The first essential and not that easy to do step is to find out whether Agile processes will add value or destroy it in your particular case. It could be that you might benefit from some techniques that you would like to have in your project both from Agile and traditional management worlds. It’s a possibility that understanding the project reality well, it’s possible to find a unique solution that then can be marketed as a better way of doing things. Rather than stick to a dogmatic rules of a current best practice.
One day, a colleague, who’s a software developer told me that she liked much better how we worked before the team started practicing Agile. It was easier for her to do the job, and by fact, I know that the quality of the job that has been done that time was high. That risky project was delivered in time and within budget.

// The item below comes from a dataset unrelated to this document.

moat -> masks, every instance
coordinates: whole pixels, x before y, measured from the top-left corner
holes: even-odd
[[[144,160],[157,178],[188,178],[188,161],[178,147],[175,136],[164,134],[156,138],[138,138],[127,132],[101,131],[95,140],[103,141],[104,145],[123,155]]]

It could be that Agile implementation was immature or that team needs time to get into new processes, these arguments are both valid. Though what if with Agile the process became unnecessary complicated.
Are we here to hate Agile?
Not at all. Agile designed for highly volatile environments and fits great with Customer Development model and Lean Startup approaches. Which are essential for navigating troubled waters of constantly re-segmenting markets.
Agile provides flexibility at a cost. Sometimes it’s just no reason to pay that cost if benefits provided won’t be used.
So what to do?
I propose to find out what parts of your project and to what degree will likely to be changed from an initial planning to the project completion. Rational, means traditional processes fit there. For parts where uncertainty is high to imminent, empirical solution is the best match.
The formula is super simple, I acknowledge that. What matters is exact techniques to be applied and the way you define what means stable and what means changing for your project. It comes with experience with successes and failures. Though experience can’t be effectively acquired by following only one way.
Critical thinking
As Dwight Eisenhower famously said: “Plans are worthless, but planning is everything”. Knowing that planning is detailed in an army, does Eisenhower is non-Agile when doing a solid planning beforehand or is Agile by being able to throw out the plan and create a new one afterwards?